Chicago Public Schools has flagged ten schools for "turnaround" next year, the most ever recommended for this process, which replaces the principal and a majority of staff members in an effort to revitalize low-performing schools.
About 5,800 students attend schools on the list, according to a CPS press release. Schools targeted for turnaround include Tilden High School, which last year received a $6 million federal grant to improve, the Chicago Vocational Career Academy, and Marquette Elementary School, one of the district's largest, Catalyst Chicago reports. Seven other elementary schools made the list. All of the turnaround schools up to this point report a predominantly black student body.
Schools are turned when they are unable to be closed, either because vast numbers of students can't be transferred to nearby schools, or because the alternative options wouldn't represent an improvement, CPS Chief Portfolio Officer Oliver Sicat told Catalyst.
The process at six schools will be overseen by the Academy for Urban School Leadership (AUSL), which turned has turned around 12 schools in the past, all of which saw student performance improve on Illinois State Achievement Tests, in many cases more than doubling district growth, according to CPS. The CPS Office of School Improvement will manage the other four overhauls.
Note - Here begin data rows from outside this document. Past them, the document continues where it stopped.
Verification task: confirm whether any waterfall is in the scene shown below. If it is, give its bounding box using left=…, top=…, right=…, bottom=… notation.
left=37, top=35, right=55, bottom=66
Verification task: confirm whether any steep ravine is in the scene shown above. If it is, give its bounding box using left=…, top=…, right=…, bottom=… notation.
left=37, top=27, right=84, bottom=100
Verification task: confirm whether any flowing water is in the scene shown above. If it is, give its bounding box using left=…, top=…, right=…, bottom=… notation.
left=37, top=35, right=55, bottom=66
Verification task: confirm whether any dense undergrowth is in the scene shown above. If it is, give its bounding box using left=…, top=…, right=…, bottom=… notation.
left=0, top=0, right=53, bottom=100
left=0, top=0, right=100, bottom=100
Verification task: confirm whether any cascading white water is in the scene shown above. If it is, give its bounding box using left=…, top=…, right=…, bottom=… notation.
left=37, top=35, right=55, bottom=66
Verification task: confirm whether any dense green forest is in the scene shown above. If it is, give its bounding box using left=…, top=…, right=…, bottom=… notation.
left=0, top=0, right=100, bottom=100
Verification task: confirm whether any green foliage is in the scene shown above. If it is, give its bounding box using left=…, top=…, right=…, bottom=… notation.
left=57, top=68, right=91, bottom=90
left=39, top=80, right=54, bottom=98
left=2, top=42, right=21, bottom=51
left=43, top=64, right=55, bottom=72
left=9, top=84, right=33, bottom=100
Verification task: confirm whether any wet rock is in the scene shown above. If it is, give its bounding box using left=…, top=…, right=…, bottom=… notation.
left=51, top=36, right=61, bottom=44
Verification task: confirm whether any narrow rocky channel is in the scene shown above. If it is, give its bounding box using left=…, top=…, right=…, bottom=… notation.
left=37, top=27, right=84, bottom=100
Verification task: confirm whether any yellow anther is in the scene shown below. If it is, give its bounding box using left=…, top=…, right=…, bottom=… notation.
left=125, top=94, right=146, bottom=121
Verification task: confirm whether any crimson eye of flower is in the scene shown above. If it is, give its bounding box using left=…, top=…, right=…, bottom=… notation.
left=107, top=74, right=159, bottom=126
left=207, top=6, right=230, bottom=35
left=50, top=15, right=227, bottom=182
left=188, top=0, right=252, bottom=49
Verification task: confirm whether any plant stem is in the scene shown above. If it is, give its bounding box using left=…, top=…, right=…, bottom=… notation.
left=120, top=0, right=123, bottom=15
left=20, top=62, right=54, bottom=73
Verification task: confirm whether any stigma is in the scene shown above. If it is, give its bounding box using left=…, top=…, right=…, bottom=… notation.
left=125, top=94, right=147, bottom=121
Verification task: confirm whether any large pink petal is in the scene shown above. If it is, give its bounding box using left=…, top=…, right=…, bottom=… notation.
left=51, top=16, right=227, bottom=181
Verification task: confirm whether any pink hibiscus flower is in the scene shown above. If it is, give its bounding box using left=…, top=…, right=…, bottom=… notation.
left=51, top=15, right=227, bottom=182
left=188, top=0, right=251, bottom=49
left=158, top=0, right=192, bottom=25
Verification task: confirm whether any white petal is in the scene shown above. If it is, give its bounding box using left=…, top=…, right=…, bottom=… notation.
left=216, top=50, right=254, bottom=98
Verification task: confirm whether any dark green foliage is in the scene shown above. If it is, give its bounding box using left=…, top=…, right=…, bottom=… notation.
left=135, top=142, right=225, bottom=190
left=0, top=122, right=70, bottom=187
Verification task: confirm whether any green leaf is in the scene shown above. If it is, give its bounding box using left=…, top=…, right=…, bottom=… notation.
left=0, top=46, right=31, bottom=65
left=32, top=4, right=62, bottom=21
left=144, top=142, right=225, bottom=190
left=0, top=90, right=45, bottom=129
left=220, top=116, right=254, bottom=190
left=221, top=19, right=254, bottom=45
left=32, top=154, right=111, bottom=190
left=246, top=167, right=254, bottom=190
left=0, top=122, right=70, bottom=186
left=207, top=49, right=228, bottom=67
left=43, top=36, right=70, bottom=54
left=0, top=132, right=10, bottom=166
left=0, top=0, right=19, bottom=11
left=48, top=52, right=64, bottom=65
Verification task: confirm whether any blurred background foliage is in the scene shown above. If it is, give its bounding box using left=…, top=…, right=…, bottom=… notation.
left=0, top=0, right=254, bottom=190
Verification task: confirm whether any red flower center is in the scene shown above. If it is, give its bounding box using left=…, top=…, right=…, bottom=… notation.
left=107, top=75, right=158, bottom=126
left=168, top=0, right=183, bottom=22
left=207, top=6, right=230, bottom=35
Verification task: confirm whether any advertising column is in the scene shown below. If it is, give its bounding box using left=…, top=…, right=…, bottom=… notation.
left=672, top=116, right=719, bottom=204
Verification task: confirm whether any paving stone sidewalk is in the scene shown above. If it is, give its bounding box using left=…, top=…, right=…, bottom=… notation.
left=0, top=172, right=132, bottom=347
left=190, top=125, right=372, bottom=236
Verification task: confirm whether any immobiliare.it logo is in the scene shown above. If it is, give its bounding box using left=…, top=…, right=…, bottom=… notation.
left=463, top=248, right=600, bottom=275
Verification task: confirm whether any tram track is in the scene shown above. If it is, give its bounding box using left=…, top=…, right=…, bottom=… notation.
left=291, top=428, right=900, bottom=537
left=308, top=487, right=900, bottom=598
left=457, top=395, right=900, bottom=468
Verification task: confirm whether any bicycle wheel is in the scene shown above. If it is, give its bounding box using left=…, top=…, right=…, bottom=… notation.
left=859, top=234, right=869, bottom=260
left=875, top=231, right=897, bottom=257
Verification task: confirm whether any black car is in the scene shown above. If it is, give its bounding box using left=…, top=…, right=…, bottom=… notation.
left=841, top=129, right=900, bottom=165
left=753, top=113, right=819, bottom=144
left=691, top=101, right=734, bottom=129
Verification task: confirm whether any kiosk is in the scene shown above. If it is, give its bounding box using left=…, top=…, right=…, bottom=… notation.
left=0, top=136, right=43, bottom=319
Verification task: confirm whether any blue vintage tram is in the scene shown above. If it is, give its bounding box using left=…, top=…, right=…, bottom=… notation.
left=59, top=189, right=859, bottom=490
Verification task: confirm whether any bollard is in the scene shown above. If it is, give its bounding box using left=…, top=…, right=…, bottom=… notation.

CPS Chief Jean-Claude Brizard declined to estimate how many employees would be affected by the turnarounds, but told the Chicago Sun-Times that 70 percent of teachers in past school turnarounds found other jobs elsewhere in the district. Brizard said the impact on staff should be secondary to student needs.
"I'm much more concerned about the lives of kids," Brizard told the Sun-Times. "Our focus is on children, not adults."
Chicago Teachers Union president Karen Lewis called the move "heart-wrenching," the Chicago News Cooperative reports, and warned that it could foreshadow future efforts to privatize schools, accusing Mayor Rahm Emanuel of prioritizing an "agenda" over student success.